A tali incertezze interpretative si aggiungono, nella prassi operativa, le criticità che discendono dal mancato coordinamento dei due istituti e, in particolare, dallo scarto temporale esistente tra la scadenza della misura del controllo giudiziario e l’emissione di un nuovo provvedimento prefettizio basato su aggiornate valutazioni in ordine ai presupposti che giustifichino l’eventuale mantenimento della misura interdittiva. Evento pressoché inevitabile, in quanto l’attività valutativa degli ulteriori elementi forniti dalle Forze dell’Ordine – oltre che dalle stesse relazioni trasmesse dall’amministratore giudiziario – richiede un arco temporale per le acquisizioni istruttorie e di vaglio delle stesse disarmonico rispetto a quello necessario, in guisa che risulta difficile confermare o modificare le informazioni antimafia prima o in coincidenza con lo spirare del termine del beneficio accordato dal Tribunale della Prevenzione, o assumere decisioni su un’eventuale domanda di proroga della misura ex art. 34 bis sopra richiamato.

Invero, anche in tale ipotesi si pone il problema interpretativo di comprendere se il provvedimento interdittivo – una volta cessata la misura e non ancora intervenuta una decisione sull’istanza di proroga – riacquisti piena efficacia, oppure se l’efficacia rimanga sospesa in attesa della decisione del Tribunale Penale sull’istanza di proroga.

In ogni caso la richiesta non può rappresentare una mera estensione non motivata della misura giudiziale, dovendo essere strettamente legata a pregnanti motivazioni collegate all’attività di “self cleaning” della società, di cui deve essere verificato il positivo percorso di attuazione.
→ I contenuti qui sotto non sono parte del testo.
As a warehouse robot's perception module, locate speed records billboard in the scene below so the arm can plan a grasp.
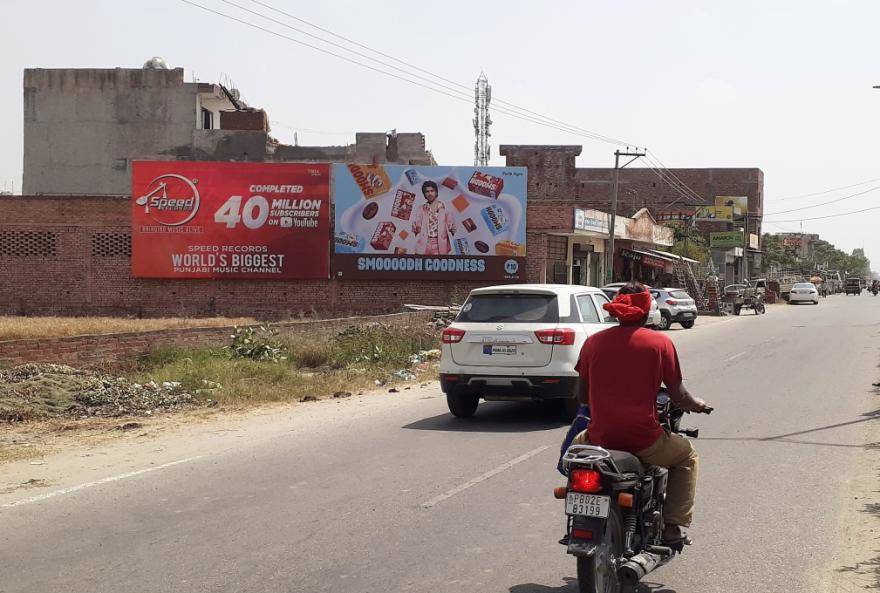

Diversamente, la richiesta di proroga potrebbe tradursi in un tentativo di eludere gli effetti delle certificazioni interdittive antimafia.

Se alle difficoltà applicative sopradescritte si aggiungono le discrasie esistenti tra i provvedimenti giudiziari e prefettizi, ben si comprende l’urgenza di un intervento legislativo che risponda alle attuali e numerose proposte di riforma, tese non solo al coordinamento dei due procedimenti ma, più in generale, a rendere effettivi i profili premiali che il legislatore ha inteso perseguire con l’introduzione dell’istituto, per favorire ancora più efficacemente il contrasto preventivo alla criminalità organizzata.